ABSTRACT
Rock materials are multiphase heterogeneous composites, consisting of mineral grains with preexisting defects in the forms of voids and cracks in their microstructures as shown in Figure 11.1. With the advance of experimental techniques, close observations on the specimen’s microscopic behaviour during rock failure processes become possible. For instance, Tapponnier and Brace (1976) investigated stress-induced microcrack developments within different mineral components in the Westerly granite. Wong (1982) further investigated the faulting mechanisms of different minerals in Westerly granite with different confining pressures and temperatures and concluded that the failure mechanism was related to both mineralogy and mineral grain orientation.
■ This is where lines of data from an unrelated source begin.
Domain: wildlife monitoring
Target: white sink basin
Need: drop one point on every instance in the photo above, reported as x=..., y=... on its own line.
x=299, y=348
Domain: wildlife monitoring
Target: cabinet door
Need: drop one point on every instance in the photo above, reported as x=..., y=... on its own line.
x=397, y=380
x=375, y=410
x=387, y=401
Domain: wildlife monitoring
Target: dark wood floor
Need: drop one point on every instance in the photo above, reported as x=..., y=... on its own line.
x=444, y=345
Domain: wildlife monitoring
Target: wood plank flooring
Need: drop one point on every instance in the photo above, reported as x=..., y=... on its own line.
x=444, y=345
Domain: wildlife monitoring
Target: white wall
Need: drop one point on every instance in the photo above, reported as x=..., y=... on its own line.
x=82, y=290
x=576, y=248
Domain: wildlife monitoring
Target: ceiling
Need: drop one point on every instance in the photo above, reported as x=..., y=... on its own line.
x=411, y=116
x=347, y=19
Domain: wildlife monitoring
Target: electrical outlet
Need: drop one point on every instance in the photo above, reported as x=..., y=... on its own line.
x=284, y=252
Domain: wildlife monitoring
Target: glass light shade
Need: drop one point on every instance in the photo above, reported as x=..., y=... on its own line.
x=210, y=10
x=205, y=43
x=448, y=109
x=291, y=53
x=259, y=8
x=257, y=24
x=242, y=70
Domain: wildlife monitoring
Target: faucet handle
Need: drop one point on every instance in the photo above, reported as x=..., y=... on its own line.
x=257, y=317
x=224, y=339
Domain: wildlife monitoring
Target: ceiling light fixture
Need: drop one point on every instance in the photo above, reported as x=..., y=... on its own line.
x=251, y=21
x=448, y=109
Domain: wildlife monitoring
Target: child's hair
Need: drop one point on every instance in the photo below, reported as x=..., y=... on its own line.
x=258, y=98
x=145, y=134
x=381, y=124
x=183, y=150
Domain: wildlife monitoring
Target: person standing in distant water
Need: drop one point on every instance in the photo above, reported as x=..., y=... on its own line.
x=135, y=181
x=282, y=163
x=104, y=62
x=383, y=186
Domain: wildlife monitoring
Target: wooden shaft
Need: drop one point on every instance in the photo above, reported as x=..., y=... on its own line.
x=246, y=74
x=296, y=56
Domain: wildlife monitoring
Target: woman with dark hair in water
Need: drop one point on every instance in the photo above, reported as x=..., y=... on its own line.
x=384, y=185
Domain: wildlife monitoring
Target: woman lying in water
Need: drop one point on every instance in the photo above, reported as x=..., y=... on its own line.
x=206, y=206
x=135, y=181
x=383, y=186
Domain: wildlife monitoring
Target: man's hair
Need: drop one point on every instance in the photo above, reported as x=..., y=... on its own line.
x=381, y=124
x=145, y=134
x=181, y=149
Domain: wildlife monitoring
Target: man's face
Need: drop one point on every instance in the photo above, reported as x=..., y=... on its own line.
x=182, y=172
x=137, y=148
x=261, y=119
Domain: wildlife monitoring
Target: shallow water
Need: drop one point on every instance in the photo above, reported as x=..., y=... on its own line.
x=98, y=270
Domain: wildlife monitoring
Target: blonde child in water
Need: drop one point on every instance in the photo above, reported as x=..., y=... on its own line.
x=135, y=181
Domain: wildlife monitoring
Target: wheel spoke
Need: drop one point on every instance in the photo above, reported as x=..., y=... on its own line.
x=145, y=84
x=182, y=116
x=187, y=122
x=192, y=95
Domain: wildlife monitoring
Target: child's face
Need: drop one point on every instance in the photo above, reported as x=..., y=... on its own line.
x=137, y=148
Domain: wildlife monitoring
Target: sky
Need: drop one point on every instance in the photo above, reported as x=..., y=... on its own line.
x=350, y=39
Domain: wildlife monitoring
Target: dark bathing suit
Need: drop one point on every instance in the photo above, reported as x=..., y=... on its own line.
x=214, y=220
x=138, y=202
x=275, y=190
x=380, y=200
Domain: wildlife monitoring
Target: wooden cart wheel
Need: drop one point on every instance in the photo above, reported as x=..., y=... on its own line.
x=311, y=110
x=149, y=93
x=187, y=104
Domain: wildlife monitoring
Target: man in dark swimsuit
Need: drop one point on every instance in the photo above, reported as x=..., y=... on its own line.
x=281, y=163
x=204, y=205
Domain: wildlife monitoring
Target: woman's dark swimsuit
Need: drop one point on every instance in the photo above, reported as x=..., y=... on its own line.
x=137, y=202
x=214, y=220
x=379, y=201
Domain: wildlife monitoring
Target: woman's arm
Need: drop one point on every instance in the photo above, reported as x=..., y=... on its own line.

Several numerical approaches have also been put forward to study the fracture processes of such heterogeneous materials, such as the lattice-based model (Blair and Cook, 1998), the RFPA (Realistic Failure Process Analysis) code (Tang et al., 2000), the local degradation model based on the FLAC (Fast Lagrangian Analysis of Continua) code (Fang and Harrison, 2002), the synthetic rock mass model (SRM) based on the PFC (Particle Flow Code) (Potyondy and Cundall, 2004). Although they succeeded in one aspect or another, most of these models were based on finite element or discrete element methods that in some respects have certain limitations. For instance, the continuumbased finite element models do not work well to capture the failure process featured by distortion and large deformation, fracture propagation and fragmentation. The discrete element-based methods, on the contrary, are not well defined in processing
the continuous deformations. Besides, few of these approaches can properly model the aggregates or grains in their microstructures and appropriately account for their effects in rock failure simulations.